Monday 11 February 2008

Crunchy suburbs, logo buildings and pork chop lots

There's an interesting post on the Walker Design blog today, about the site they've built to accompany the Walker exhibition 'Worlds Away: New Suburban Landscapes', which 'demonstrate[s] how the American suburb has played a catalytic role in the creation of new art'.

First off, the post is interesting because the writer talks about both the tech specs of the site (which incorporates a wiki - more about that later) and about how the designers worked to make the design of the site and the print publication sympathetic and coherent - not just visually, but by trying to make a similar reader / user experience. I'm not sure that the outcome is very successful, in terms of the site being a bit hard to control and navigate, but it's interesting to see this attempt at a consistent approach on a large-scale project.

The site includes essays, artist bios, a selection of videos loaded to YouTube by visitors / interested people, and a lexicon of terms, which is an editable wiki (think Wikipedia). It's this last one that I find really interesting (and where I got the words in this post's title).

The lexicon grew out of the curators' research for the exhibition; they found a lot of great words and phrases that had been invented / adapted to describe suburbia and urban design, and rather than just let them go to waste when they didn't fit into the wall panels, they're printing them as a lexicon in the publication. They've also loaded the terms into this wiki, where the definitions can now be edited by anyone, and further terms added. So - here are the definitions for crunchy suburbs, logo buildings and pork chops.

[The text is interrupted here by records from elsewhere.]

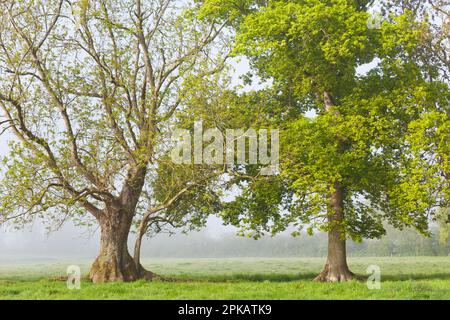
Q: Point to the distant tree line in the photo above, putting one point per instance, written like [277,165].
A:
[200,245]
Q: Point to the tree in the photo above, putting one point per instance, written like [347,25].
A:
[90,89]
[347,169]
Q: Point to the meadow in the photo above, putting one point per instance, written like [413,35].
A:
[248,278]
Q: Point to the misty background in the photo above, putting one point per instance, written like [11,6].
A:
[214,241]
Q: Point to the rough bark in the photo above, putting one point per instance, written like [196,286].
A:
[114,263]
[336,268]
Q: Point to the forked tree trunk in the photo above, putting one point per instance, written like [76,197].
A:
[336,268]
[114,263]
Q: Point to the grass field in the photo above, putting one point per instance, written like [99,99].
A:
[402,278]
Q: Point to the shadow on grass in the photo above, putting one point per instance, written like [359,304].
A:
[298,277]
[416,276]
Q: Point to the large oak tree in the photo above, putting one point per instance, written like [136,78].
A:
[375,151]
[90,90]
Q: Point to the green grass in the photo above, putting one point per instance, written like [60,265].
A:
[402,278]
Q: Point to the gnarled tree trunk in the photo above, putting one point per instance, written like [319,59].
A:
[336,268]
[114,263]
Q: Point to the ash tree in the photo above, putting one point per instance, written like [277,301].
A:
[375,151]
[90,89]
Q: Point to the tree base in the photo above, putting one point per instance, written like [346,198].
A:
[335,274]
[109,269]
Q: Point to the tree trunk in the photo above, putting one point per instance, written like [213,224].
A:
[114,263]
[336,268]
[143,273]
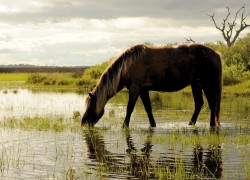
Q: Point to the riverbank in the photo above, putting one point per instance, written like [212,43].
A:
[69,81]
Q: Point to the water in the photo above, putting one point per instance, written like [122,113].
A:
[170,150]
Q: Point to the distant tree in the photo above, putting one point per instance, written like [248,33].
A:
[190,40]
[231,30]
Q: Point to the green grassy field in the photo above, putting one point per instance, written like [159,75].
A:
[14,76]
[70,81]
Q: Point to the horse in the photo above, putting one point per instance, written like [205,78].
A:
[142,68]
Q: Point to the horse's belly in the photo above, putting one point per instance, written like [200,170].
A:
[167,87]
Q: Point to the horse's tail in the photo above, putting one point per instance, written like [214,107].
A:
[219,88]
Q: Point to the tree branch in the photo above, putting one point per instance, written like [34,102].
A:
[227,31]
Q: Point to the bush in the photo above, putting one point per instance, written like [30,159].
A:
[36,78]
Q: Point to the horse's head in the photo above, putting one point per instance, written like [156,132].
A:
[91,116]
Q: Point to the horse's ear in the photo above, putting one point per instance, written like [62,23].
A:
[91,95]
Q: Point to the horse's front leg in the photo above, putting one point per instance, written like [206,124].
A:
[147,105]
[133,95]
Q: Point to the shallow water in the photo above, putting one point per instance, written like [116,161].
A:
[108,152]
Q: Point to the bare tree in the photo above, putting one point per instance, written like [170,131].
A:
[190,40]
[231,30]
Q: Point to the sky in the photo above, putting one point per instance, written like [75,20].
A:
[89,32]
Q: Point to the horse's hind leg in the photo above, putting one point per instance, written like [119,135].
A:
[198,101]
[131,104]
[211,98]
[147,105]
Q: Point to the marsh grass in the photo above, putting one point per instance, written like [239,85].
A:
[41,124]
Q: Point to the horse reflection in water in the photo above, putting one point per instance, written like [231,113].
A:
[143,164]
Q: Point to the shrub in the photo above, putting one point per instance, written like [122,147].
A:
[36,78]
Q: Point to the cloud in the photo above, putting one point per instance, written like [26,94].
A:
[86,32]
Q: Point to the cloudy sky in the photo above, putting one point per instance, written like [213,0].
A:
[88,32]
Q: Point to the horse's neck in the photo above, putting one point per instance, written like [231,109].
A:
[103,94]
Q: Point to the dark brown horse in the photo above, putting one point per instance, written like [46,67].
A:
[144,68]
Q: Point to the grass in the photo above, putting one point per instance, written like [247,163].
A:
[14,76]
[70,81]
[43,123]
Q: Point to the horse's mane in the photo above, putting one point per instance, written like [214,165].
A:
[108,83]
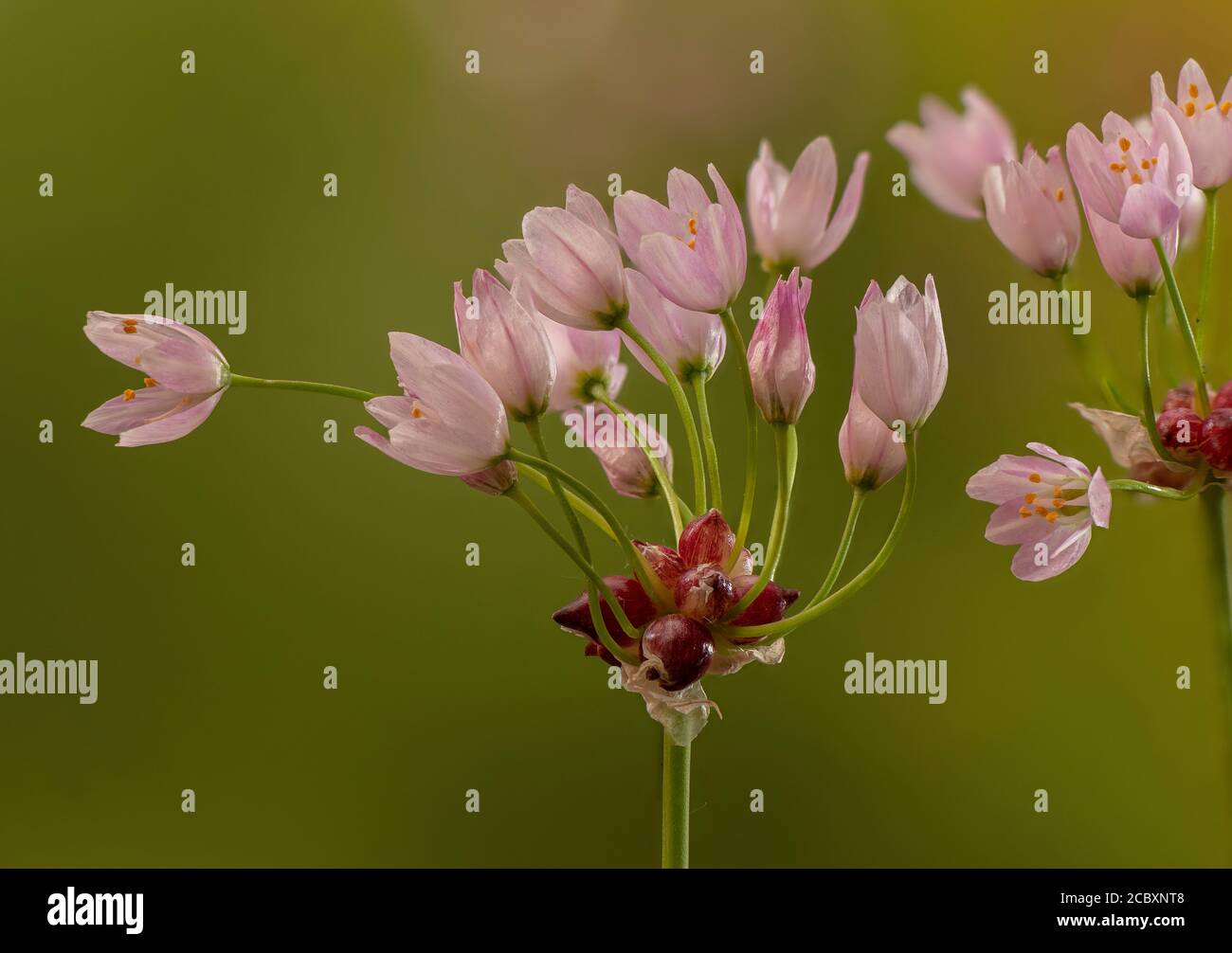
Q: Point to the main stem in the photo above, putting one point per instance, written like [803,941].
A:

I really like this idea. When you research a show or an essay, so many beautiful small details have to be dropped, due to word limits, or to simplify narratives, or simply because they are small details, and and you need to concentrate on getting the big ones across. It also gives a sliver of insight into the kind of things that curators do when preparing shows. Yay for the Walker, again.

2 comments:

Anonymous said...

I had a great time exploring the site. The Youtube videos were excellent. I kinda glad my suburn doesn't look like thoise US ones. It also made me feel better about living in a 1970s beige street.

justinph said...

Glad you like the site. Yeah, the navigation isn't quite perfect. It's really hard to gauge user intent by where they move their mouse and for how long. I kind of knew it would be a problem going into it and tried to minimize it as much as posssible. It should work slightly better in Firefox or Safari than IE on the PC, but that is pretty much the deal for every website these days.